Un ministre palestinien a accusé les rebelles combattant le régime syrien de bloquer l'accès de l'aide au camp de réfugiés palestiniens de Yarmouk, à Damas, où au moins 47 personnes sont mortes de disette et de manque de soins ces derniers mois selon une ONG. Des militants du camp accusent au contraire des groupes palestiniens pro-régime de bloquer cette aide.

Sur le terrain, "l'EIIL a pris totalement le contrôle de la ville de Raqa après des jours d'affrontements" a indiqué l'Observatoire syrien des droits de l'Homme, qui s'appuie sur un réseau de militants et de sources médicales en Syrie.

L'EIIL, lié à al-Qaïda, fait face depuis le début du mois à une offensive de plusieurs coalitions de rebelles islamistes et modérés. Excédés par les exactions attribuées à l'EIIL et sa volonté d'hégémonie, ces derniers ont retourné leurs armes contre leur ancien allié dans la lutte contre le régime, dans les zones contrôlées par la rébellion dans le nord de la Syrie.

Raqa, fief de l'EIIL qui détient des centaines de personnes, dont des civils, des rebelles rivaux et des journalistes y compris occidentaux, est le seul chef-lieu de province à échapper totalement au contrôle du régime Assad. La ville était attaquée par les rebelles depuis plus d'une semaine.

Depuis le début de ces combats, qui ont fait près de 700 morts en dix jours selon l'OSDH, l'EIIL a répliqué notamment par des attentats contre les rebelles.

Un attentat à la voiture piégée mené par des jihadistes a ainsi tué au moins 13 rebelles syriens dans la nuit de lundi à mardi dans la province d'Idleb (nord-ouest), selon l'OSDH.

Par ailleurs, 18 personnes ont été tuées par un bombardement des forces du régime contre le quartier de la Ghouta à Homs (centre), selon l'OSDH.
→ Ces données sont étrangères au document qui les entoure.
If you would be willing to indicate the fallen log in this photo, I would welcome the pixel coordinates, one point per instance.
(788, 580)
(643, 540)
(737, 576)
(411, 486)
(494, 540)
L'opposition profondément divisée

Parallèlement aux heurts entre rebelles et jihadistes, anciens alliés dans la lutte contre le régime syrien, l'opposition politique reste profondément divisée notamment sur sa présence à la conférence de paix internationale de Genève II, prévue le 22 janvier.

La Coalition doit décider vendredi de sa participation ou non à Genève II, censée réunir régime et opposants pour chercher une issue au conflit ayant fait plus de 130.000 morts et 2,4 millions de réfugiés en près de trois ans.

Washington et Londres ont averti la Coalition nationale de l'opposition qu'ils arrêteraient de la soutenir si elle ne participait pas à cette conférence, selon un responsable de la Coalition cité par des médias britanniques -- une menace cependant démentie par Washington.

Le secrétaire d'Etat américain John Kerry a salué le soutien du Saint-Siège à Genève II. Le Vatican, qui a appelé à un cessez-le-feu sans préconditions avant cette conférence, a dit souhaiter que "tous les acteurs régionaux participent", sous-entendant qu'il est favorable à la présence de l'Iran, contrairement aux Etats-Unis.

Signe que le conflit en Syrie a des résonances dans toute la région, la police turque a perquisitionné des bureaux d'une organisation humanitaire islamique proche du gouvernement turc, IHH, accusée d'avoir convoyé des armes vers la Syrie. L'ONG a dénoncée comme une "campagne de diffamation" liée au scandale de corruption qui éclabousse le gouvernement turc.